Pushing the boundaries of UAV tech to protect marine life
Commercial drone pilot Melissa Schiele has joined Loughborough University’s Wolfson School of Mechanical, Electrical and Manufacturing Engineering – and she has big plans to protect marine life, writes Megan Cox.
The PhD student co-affiliated with the Zoological Society of London (ZSL) plans to develop technology that can help combat illegal fishing, lead to better understanding of megafauna movement and detect ghost nets – the ocean’s ‘silent killers’.
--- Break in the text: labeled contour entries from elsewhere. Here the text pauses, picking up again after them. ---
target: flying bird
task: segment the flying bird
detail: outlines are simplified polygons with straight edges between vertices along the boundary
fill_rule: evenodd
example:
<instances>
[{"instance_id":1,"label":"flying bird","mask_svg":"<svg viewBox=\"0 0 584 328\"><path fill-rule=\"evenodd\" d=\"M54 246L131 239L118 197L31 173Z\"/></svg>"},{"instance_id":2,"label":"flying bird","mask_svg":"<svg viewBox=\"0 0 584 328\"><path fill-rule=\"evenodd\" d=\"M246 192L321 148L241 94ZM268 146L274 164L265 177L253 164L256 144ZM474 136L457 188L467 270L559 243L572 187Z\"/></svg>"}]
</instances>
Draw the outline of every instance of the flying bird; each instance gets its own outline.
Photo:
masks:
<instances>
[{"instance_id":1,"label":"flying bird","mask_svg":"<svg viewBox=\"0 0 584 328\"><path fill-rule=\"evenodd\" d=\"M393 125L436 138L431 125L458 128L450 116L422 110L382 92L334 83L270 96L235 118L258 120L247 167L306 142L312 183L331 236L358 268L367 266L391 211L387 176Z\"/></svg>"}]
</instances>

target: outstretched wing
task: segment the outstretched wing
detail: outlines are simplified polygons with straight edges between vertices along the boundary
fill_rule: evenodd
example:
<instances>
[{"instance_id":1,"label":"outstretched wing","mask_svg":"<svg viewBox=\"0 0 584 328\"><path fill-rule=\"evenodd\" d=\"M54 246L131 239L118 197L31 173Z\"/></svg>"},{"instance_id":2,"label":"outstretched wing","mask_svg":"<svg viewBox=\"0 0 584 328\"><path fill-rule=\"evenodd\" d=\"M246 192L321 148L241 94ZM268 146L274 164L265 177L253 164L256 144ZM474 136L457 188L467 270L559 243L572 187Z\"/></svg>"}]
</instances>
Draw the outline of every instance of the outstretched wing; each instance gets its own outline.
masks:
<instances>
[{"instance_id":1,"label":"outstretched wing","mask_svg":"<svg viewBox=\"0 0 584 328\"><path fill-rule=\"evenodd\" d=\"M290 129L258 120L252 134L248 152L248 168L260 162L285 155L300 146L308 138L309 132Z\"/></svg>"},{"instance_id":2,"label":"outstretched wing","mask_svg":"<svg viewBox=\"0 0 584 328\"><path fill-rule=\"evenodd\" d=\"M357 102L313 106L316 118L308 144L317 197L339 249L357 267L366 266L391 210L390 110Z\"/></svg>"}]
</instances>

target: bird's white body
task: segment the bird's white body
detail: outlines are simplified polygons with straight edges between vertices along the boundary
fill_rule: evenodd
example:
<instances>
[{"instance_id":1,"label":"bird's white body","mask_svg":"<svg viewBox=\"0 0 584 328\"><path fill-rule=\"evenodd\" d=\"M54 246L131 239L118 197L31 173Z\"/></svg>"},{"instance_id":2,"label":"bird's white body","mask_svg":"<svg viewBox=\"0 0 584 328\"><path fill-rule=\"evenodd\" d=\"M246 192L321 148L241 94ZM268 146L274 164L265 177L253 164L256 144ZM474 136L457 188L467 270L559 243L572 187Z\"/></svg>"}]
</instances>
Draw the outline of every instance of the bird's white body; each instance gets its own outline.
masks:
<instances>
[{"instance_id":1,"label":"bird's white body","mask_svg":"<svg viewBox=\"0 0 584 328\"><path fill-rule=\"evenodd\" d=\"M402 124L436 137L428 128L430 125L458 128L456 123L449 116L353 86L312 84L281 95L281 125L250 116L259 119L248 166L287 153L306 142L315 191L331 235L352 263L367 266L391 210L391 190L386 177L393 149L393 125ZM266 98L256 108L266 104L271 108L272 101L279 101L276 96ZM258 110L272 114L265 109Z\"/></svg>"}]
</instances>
“Sometimes when I’m out at sea and I see the devastation caused by humans, I have to stop myself from just sitting down and crying,” she said. “But it’s what drives me to do what I do and to develop technology that can lead to real changes in conservation.”
Within the first five minutes of meeting Melissa Schiele at a small cafe on the Loughborough University campus, two things became perfectly apparent.
How drones and AI are protecting endangered wildlife
One, she has a fierce passion for protecting marine life and two, she’s not joined the University’s School of Mechanical, Electrical and Manufacturing Engineering to mess around.
She wants results.
More specifically, she wants to develop a waterproof, water-landing drone (or an ‘unoccupied aerial vehicle’ (UAV)) that can read registration plates on small illegal fishing vessels and spot discarded fishing nets in the ocean whilst flying at altitudes of around 80m, which is not far off the height of the Statue of Liberty.